Deep learning is a subset of machine learning algorithms that construct the Deep Neural Networks (DNNs) to solve complex problems. Although it has achieved great success in various fields, such as speech recognition  and image classification , the internal logic of deep learning is still not convincingly explained and DNNs have been regarded as "black boxes" .
Based on an underlying premise that DNNs establish a complex probabilistic model [5, 6, 7, 8], numerous theories, such as the representation learning [9, 10, 11], the Information Bottleneck (IB) theory [12, 13, 14, 15], have been proposed to explore the working mechanism of deep learning. Though the proposed theories reveal some important properties of deep learning, such as hierarchy [9, 10] and sufficiency [12, 15], a fundamental problem is that the proposed theories cannot be directly validated by empirical experiments due to the fact that the distributions of the benchmark datasets, e.g., MNIST, are unknown. For example, hierarchy is an important property of DNNs, but we still cannot explicitly formulate the hierarchy property and directly validate it by empirical experiments.
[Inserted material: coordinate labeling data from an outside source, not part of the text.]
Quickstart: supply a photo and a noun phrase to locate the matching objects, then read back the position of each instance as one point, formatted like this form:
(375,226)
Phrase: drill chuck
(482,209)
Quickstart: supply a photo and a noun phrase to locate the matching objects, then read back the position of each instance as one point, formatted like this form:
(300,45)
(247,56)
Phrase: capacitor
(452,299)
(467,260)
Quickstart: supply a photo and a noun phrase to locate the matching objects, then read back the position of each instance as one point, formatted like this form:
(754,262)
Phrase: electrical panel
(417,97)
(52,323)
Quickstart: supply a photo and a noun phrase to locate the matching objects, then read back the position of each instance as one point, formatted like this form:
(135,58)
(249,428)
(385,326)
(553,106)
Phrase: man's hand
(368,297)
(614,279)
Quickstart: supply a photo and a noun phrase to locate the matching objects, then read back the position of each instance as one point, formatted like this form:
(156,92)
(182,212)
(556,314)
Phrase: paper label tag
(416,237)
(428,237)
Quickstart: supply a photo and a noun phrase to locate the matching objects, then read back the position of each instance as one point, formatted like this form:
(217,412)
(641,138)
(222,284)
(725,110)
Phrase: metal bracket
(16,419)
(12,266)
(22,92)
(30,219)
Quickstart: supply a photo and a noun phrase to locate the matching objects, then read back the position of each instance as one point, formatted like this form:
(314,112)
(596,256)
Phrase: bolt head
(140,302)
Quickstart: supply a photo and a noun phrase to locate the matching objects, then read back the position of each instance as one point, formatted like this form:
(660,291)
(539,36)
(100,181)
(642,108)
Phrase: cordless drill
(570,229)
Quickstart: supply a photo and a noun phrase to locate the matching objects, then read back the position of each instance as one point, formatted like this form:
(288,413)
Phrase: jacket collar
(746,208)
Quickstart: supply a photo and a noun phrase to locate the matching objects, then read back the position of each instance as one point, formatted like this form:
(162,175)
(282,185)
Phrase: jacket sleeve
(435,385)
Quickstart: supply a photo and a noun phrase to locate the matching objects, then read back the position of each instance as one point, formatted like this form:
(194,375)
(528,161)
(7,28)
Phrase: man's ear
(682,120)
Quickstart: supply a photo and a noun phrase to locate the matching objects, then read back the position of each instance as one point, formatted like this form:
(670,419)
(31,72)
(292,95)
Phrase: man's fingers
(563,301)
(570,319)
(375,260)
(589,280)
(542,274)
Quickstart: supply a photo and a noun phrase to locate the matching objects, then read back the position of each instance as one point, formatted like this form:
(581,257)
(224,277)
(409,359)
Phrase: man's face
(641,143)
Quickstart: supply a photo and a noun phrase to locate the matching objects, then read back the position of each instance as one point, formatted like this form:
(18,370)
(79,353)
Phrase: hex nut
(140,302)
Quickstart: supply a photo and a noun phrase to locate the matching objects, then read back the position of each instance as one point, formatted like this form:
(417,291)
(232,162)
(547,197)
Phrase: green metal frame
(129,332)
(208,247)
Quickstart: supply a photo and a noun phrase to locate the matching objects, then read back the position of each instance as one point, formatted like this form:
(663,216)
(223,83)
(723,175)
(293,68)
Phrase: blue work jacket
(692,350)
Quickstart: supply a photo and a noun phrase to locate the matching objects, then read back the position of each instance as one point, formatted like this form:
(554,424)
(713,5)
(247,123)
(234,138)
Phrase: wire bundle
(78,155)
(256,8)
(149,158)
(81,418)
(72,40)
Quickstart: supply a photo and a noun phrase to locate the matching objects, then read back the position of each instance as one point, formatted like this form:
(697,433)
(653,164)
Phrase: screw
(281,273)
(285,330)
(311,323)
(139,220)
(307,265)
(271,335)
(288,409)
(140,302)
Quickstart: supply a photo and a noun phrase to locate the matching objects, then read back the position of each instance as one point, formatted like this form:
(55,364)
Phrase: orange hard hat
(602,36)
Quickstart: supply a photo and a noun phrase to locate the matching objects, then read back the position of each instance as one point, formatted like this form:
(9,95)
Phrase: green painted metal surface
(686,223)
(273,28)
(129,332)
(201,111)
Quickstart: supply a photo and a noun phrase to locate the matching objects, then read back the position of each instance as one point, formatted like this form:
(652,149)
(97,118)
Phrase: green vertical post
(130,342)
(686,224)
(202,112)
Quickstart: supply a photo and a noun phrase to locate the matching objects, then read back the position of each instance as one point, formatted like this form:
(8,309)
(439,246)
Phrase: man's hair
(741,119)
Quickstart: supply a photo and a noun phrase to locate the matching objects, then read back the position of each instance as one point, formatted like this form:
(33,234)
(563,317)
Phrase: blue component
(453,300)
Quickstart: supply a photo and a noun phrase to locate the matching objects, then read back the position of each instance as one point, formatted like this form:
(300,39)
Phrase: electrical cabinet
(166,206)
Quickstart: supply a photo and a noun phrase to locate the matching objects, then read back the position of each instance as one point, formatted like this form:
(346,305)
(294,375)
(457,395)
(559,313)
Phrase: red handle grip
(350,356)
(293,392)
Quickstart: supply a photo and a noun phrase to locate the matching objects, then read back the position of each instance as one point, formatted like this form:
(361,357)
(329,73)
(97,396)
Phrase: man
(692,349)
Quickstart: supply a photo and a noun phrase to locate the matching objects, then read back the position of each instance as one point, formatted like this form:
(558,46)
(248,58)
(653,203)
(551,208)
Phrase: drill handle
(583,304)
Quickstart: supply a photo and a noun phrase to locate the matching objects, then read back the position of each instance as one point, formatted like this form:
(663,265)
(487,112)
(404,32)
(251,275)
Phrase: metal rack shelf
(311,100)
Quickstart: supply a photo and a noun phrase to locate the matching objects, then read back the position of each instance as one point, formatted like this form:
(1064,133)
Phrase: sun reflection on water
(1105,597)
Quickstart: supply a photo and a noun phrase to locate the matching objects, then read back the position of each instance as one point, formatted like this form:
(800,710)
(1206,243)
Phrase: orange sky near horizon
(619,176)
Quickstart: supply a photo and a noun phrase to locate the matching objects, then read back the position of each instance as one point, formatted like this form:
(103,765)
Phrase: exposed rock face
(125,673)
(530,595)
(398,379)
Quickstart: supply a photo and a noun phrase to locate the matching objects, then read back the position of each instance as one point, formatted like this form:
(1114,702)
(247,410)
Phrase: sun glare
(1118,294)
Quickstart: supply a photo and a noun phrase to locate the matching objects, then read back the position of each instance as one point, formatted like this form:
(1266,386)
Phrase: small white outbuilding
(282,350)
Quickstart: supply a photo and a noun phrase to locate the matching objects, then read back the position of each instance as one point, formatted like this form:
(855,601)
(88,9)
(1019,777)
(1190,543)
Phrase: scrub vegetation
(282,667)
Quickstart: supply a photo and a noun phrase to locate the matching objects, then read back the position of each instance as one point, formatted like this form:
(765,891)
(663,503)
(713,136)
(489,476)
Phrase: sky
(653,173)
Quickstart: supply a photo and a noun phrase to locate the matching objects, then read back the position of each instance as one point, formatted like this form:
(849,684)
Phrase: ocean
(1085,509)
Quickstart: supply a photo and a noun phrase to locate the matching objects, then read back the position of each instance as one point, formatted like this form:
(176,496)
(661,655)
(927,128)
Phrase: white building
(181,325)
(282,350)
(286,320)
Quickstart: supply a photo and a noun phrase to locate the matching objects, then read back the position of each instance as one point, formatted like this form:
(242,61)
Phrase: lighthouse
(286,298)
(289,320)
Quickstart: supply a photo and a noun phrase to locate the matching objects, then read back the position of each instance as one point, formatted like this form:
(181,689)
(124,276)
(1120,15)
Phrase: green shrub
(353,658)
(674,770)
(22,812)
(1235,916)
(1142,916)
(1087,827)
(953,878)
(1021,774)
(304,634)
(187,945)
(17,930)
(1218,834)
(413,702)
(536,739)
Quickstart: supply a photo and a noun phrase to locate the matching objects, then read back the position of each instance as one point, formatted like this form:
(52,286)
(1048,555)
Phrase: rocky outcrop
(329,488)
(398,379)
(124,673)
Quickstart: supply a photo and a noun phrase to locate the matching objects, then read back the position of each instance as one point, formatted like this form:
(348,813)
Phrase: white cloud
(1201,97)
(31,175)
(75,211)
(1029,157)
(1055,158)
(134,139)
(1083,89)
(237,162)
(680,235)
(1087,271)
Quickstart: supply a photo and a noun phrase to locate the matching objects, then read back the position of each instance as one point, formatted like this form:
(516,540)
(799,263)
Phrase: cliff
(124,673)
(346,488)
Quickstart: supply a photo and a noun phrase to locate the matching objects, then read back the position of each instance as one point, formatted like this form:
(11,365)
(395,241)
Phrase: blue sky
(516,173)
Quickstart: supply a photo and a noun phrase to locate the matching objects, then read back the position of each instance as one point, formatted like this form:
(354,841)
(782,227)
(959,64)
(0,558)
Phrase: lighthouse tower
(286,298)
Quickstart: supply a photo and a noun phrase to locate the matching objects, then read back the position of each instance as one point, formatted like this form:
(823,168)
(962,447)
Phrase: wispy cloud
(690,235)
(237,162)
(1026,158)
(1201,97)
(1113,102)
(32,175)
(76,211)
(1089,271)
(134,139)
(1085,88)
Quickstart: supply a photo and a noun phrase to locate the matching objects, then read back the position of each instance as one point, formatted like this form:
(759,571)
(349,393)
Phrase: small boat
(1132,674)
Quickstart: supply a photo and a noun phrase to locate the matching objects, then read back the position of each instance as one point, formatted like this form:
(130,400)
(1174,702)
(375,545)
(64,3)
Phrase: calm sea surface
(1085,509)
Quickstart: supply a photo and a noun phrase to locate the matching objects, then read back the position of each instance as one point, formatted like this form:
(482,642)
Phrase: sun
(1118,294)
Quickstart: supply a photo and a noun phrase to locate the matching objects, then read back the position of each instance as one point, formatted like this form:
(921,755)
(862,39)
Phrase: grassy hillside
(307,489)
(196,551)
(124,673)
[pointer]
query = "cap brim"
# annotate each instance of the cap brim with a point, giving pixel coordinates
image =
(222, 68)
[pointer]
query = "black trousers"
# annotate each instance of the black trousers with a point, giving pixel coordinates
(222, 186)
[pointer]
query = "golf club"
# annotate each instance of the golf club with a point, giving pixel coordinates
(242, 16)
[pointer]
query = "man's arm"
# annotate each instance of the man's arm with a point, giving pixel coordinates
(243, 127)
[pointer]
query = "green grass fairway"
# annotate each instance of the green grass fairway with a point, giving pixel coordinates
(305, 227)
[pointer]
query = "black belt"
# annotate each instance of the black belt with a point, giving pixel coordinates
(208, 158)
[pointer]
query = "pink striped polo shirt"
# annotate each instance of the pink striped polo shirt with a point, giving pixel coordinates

To solve this problem, we propose a novel algorithm for generating a synthetic dataset obeying a Gaussian distribution based on the NIST 111https://www.nist.gov/srd/nist-special-database-19 dataset of handwritten digits by class. In particular, the synthetic dataset has the same characteristics as the benchmark dataset MNIST . Specifically, the synthetic dataset consists of 70,000 grayscale images in 10 classes (digits from 0 to 9). Each class has 6,000 training images and 1,000 testing images. Fig. 1 shows three synthetic images. Therefore, we can easily apply various DNNs on the synthetic dataset like MNIST. Since all the grayscale images are sampled from a known distribution, the synthetic dataset obeys the Gaussian distribution.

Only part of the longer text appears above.